Understanding and Augmenting the Reasoning Capacities of Large Language Models


Understanding and Augmenting the Reasoning Capacities of Large Language Models

Principal Investigator

Stanford University

Oracle Fellowship Recipient

Ben Prystawski, Michael Li

Oracle Principal Investigator

Jason Peck, Research Director
Swetasudha Panda, Senior Member of Technical Staff


This research seeks to develop a fundamental understanding of reasoning in state-of-the-art language models and apply that understanding to improve how we use language models in open-ended systems. In particular, we will explore how different forms of statistical structure influence data-efficiency, or how much training data is required to achieve a given reasoning capability, and the role that the model architecture plays in the emergence of reasoning capabilities. Our proposed work could lead to more data-efficient models that can achieve the same reasoning capabilities as current models but with significantly less training data and practical methods for predicting when reasoning will be effective.

Reasoning capabilities emerge in large-scale models trained on large-scale datasets but training these models is extremely resource intensive. Motivated by our prior research showing that local statistical structure can improve data-efficiency and reasoning, we will develop and test new data augmentation techniques that segment text into local neighborhoods based on different measures of locality. In addition to yielding insights into how to train models with greater data-efficiency, our research has another practical application. If we can systematically identify which locality measures correlate best with downstream reasoning performance, we can potentially predict the problem domains where reasoning can be most effectively applied. In addition to local statistical structure, we will explore how other forms of statistical structure, such as hierarchical structure, impact data-efficiency and reasoning.

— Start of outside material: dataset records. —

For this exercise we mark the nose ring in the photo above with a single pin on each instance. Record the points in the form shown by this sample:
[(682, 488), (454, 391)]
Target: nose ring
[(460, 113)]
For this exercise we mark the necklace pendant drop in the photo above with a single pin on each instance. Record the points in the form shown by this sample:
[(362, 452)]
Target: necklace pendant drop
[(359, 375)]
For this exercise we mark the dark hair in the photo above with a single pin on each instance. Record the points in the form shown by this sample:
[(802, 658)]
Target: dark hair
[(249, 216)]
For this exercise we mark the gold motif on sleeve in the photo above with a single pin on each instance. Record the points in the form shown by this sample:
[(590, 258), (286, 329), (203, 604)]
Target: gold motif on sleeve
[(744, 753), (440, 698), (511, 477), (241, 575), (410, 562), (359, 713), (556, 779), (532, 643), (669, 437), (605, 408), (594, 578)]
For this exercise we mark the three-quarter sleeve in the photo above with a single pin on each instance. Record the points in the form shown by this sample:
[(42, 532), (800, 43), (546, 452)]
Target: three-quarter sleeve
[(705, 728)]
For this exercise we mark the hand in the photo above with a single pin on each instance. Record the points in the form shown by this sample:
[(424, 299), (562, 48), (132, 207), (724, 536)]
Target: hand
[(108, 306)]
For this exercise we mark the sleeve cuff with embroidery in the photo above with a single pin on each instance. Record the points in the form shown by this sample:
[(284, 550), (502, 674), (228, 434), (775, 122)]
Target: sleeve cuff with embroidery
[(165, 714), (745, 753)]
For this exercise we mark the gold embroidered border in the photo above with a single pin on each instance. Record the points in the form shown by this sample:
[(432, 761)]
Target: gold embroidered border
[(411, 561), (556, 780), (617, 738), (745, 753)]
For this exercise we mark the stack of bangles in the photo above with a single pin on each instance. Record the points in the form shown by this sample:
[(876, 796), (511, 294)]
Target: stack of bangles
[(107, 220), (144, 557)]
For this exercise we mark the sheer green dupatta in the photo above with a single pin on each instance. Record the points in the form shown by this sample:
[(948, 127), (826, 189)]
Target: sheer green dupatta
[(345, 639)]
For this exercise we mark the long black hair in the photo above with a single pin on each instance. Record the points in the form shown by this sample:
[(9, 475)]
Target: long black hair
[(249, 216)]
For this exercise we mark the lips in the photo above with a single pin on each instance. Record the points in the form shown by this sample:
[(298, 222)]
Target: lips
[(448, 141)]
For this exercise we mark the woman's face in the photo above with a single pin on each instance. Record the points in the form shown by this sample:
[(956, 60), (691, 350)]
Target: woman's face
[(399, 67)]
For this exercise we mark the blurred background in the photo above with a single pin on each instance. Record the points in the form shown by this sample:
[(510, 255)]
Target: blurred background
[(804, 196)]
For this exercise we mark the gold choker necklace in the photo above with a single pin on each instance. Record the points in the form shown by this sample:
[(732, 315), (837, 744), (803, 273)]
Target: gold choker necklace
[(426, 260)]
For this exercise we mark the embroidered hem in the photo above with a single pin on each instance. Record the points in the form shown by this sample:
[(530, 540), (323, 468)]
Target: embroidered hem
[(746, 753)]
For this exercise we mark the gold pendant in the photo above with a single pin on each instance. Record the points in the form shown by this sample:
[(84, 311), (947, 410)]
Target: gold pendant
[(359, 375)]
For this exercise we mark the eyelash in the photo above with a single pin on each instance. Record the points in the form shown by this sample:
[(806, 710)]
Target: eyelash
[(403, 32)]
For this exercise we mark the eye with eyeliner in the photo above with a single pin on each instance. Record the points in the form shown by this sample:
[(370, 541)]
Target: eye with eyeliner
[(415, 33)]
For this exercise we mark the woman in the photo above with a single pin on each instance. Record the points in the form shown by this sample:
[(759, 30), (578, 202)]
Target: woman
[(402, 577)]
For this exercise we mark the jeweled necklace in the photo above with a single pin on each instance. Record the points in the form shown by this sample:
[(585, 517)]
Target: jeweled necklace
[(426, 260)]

We will also study the role of model architecture on reasoning and data efficiency, with a particular focus on state-space models (SSMs), a promising alternative that has exceeded the performance of transformers on many natural language tasks. The reasoning capabilities and data efficiency of SSMs have not been comprehensively characterized. By comparing the performance of SSMs and transformers across various reasoning benchmarks, we aim to shed light on the architectural factors that contribute to effective reasoning.